Thursday, 30 July 2015

A new SI scheduler

This was quite some time I wanted to participate to the llvm project by improving the SI backend (the compiler used for the shaders of GCN cards for the Mesa project). In fact it has been for more than a year that I have been looking at it seriously.

During the last two years, there were several tries from Tom Stellard to improve the backend by enabling the llvm scheduler. At first there were bugs, because the backend wasn't ready, but then finally his work was merged and the performance has been greatly improved (llvm >= 3.7).

However if you look at the compiler output and read the hardware documentations, you have reasons to say the output is far from optimal. There are several reasons to that.

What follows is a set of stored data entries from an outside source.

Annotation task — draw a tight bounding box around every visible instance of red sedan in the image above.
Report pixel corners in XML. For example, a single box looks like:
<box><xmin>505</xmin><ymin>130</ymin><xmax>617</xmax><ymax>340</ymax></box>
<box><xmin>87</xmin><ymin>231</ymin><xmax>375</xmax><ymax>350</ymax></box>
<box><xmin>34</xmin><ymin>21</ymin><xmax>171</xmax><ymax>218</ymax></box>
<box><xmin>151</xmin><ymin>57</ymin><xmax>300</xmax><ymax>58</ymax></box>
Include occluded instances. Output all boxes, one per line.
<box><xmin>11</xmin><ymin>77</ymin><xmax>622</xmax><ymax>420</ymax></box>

Time for some explanations about what is going on.

How does the hardware work ?

The different open documentations will describe you in details how it works, but here a summary of my understanding.

. The hardware is divided in Compute Units (CU). Each having a Scalar Unit (SU) and four Vector Units (VU). A VU can operates on 16 elements at a time (per cycle), while a SU can operate on one a time (one/cycle). In addition the SU handles some other operations like branching.

Every VU has some private memory where it stores its registers. There are two types of registers: scalar registers (s0, s1, etc), which represent one 4 bytes number each, and vector registers (v0, v1, etc), which represent a set of 64 4bytes numbers each. When you operate on the vector registers, every operation is done in parallel on the 64 numbers. Every time you do some work with them, you actually work with 64 inputs. For example you work on 64 different pixels at a time (for each of them the inputs are slightly different, and thus you get slightly different color at the end).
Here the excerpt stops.